You have limited space and energy to grow food. This means, in turn, that you need to choose for nutrition and total required space.
Based on this, your first stop should be looking at staple crops from real life. These are things that are grown as the primary means of feeding the population due to the combination of being relatively easy to grow on large scales and being rather nutritious. Wikipedia has a nice page about staple crops that includes nutritional info on the ten most widely grown staple crops. Out of those, I'd probably say a mix of quinoa and soybeans is your best bet as a set of staple crops. Both are not too hard to grow with hydroponics, and their nutritional values complement each other pretty well.
From there, you need to look at what crops will shore up your nutritional requirements. Provided you have people eat the quinoa raw (it makes a great snack, and it loses a lot of nutritional value if cooked), you've only got two big things you're missing out on significantly:
- Carotenoids (vitamin A, β-carotene, and xanthophylls): Easily covered by adding carrots, sweet potato, kale, or spinach.
- Sodium: Beetroot, celery, and carrot all help cover this well.

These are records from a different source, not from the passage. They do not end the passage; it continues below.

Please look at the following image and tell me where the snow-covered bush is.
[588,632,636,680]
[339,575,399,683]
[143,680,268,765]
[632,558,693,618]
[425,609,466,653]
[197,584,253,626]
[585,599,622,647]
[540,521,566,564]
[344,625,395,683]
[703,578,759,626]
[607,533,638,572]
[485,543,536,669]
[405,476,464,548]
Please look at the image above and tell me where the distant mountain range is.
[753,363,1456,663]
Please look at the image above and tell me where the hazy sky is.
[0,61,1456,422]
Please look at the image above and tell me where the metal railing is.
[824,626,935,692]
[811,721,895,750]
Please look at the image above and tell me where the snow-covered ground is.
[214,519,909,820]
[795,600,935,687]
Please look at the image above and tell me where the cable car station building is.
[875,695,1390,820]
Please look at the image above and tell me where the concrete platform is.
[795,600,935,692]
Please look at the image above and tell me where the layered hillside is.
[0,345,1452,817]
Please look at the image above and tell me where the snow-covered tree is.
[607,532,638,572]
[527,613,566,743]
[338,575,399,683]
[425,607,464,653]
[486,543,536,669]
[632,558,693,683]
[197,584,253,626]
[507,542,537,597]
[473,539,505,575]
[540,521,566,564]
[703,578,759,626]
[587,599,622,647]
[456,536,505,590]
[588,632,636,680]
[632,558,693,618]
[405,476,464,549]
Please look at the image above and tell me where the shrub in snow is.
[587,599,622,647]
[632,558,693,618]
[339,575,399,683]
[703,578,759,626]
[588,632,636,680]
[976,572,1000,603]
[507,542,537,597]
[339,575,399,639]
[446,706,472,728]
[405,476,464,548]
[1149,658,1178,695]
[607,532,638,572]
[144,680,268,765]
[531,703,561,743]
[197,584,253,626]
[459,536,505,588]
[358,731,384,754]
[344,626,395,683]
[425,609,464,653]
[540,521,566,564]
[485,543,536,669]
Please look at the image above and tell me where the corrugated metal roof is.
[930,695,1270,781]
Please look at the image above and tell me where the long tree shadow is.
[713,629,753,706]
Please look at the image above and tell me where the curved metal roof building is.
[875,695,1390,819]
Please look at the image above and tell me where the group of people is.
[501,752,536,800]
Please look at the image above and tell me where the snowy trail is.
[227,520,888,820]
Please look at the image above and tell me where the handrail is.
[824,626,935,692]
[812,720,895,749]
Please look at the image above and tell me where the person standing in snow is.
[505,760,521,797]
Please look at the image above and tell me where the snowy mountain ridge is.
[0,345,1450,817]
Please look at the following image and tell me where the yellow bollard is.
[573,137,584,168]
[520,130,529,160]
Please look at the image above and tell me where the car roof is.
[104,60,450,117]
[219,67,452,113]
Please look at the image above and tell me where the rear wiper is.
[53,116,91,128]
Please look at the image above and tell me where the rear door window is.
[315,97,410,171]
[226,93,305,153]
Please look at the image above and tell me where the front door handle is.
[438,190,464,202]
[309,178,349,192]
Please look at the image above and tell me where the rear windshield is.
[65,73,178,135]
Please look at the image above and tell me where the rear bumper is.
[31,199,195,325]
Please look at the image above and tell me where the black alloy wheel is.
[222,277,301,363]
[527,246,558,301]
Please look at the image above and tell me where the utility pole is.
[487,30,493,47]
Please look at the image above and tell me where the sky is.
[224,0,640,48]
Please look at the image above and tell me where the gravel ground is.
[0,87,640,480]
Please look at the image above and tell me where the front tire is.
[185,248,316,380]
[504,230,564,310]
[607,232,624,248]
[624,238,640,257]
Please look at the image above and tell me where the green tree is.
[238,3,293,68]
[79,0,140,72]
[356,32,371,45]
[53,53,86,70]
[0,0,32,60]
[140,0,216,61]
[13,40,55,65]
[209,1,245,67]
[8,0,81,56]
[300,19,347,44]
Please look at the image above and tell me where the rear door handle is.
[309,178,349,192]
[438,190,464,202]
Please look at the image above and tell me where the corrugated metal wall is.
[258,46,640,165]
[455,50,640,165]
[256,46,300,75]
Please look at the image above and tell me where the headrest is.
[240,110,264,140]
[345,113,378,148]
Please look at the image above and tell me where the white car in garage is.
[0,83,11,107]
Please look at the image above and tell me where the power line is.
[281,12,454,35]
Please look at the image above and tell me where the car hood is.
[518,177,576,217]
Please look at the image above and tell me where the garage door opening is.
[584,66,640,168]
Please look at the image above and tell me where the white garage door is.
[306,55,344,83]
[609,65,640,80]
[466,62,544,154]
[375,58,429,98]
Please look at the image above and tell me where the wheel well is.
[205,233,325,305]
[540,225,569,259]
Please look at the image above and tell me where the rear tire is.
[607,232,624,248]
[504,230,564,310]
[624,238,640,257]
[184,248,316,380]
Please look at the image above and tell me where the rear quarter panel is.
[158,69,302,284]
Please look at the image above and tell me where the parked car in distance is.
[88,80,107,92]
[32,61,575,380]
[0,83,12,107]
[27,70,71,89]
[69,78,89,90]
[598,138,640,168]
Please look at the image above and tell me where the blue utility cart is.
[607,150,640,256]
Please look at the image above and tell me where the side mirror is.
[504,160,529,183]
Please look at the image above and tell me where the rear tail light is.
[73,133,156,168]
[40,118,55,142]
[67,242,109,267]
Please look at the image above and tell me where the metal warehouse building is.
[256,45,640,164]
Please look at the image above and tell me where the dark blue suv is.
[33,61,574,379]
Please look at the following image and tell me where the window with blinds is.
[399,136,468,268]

From there, it comes down to a bit of variety. Onions and garlic come to mind as they're both easy to grow, really versatile, and onions provide a natural source of fluoride, as do almonds (not as easy for hydroponics, but they're really nutritious and provide good variety. Fruit would be good too for variety, but you can probably pick this mostly for taste and presentation instead of nutritional value (brambles might be decent, they're so easy to grow that people have trouble getting rid of them), as would some spices. I'd probably also throw in a true cereal crop so you can do things like make bread and noodles (personally I'd probably go with wheat, but barley, rye, or millet would also work).
Now, you can get a reasonably balanced vegan diet this way if you pick carefully, but you are almost certainly going to be better off if you also grow some livestock. Chickens would be my choice for this, because they give you both meat and eggs (and eggs are insanely useful from a culinary perspective), don't need much space, and can be fed with the same crops that you're using for the humans.